Somewhere in my core - down in the depths of my soul there's an urge that won't be suppressed. Its an ember that burns and won't go out, which sometimes bursts into flame. In spite of everything (and everything is a lot) the desire still burns.

I remember on our team bus one time, in the middle of open countryside feeling 'sick as a dog' as the expression goes. We were on our way to a church we did not know, in country where we did not speak the language. Something we had eaten was strongly urging me to stop. My stomach churned in agreement. Looking at the open land rolling by I was reminded of the England of my childhood. In those days you would see donkeys, and men 'driving' around on a flat bed cart, pulled by a horse which looked like it would rather be somewhere else. The same then, when I was a child, as Bulgaria on that day not too long ago. At our weakest point the devil often tries to drag us all the way down. Why does it have to be so hard? Why am I homesick not just for a place but also for a time, reflected here in this foreign country. I have nothing.

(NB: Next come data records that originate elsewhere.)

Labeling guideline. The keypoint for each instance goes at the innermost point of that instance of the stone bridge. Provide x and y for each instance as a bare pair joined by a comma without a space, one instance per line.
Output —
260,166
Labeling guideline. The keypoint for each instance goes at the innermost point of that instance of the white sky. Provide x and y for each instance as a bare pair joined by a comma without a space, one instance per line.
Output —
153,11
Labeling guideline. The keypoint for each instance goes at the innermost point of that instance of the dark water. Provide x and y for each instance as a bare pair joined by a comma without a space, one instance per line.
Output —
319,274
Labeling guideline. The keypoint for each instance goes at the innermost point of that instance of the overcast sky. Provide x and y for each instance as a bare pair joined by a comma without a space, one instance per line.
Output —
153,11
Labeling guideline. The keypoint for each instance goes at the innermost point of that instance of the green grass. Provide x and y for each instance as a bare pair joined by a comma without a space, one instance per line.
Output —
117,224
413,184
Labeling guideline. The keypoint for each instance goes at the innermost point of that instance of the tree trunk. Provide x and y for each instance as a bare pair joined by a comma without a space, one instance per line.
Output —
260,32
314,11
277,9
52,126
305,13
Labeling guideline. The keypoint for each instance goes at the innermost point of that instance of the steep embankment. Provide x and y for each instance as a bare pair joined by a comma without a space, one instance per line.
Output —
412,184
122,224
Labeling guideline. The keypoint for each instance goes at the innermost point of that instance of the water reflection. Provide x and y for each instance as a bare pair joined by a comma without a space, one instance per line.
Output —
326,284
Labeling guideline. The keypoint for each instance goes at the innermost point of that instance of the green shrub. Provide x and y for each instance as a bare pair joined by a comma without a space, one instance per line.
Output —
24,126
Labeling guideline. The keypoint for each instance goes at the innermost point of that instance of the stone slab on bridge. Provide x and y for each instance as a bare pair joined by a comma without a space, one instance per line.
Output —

On our arrival at the church we assembled for prayer. As service time approached the people arrived and we began to connect in worship with these friends we didn't know. What a glorious time. All I could do was tell the truth: "I'm pretty empty and knocked down right now. How is it that sometimes the God life is so hard....?"


The bare soul and open honesty connected and instantly bonded. We are friends still. Sometimes you have to keep going when you don't feel like it. It wasn't a very long 'preach' but it hit home, and in the fellowship of the saints we were encouraged. The kingdom advanced that night, I believe. On it goes today, because of us - you and me and others - and sometimes in spite of us. It feels good to be a part.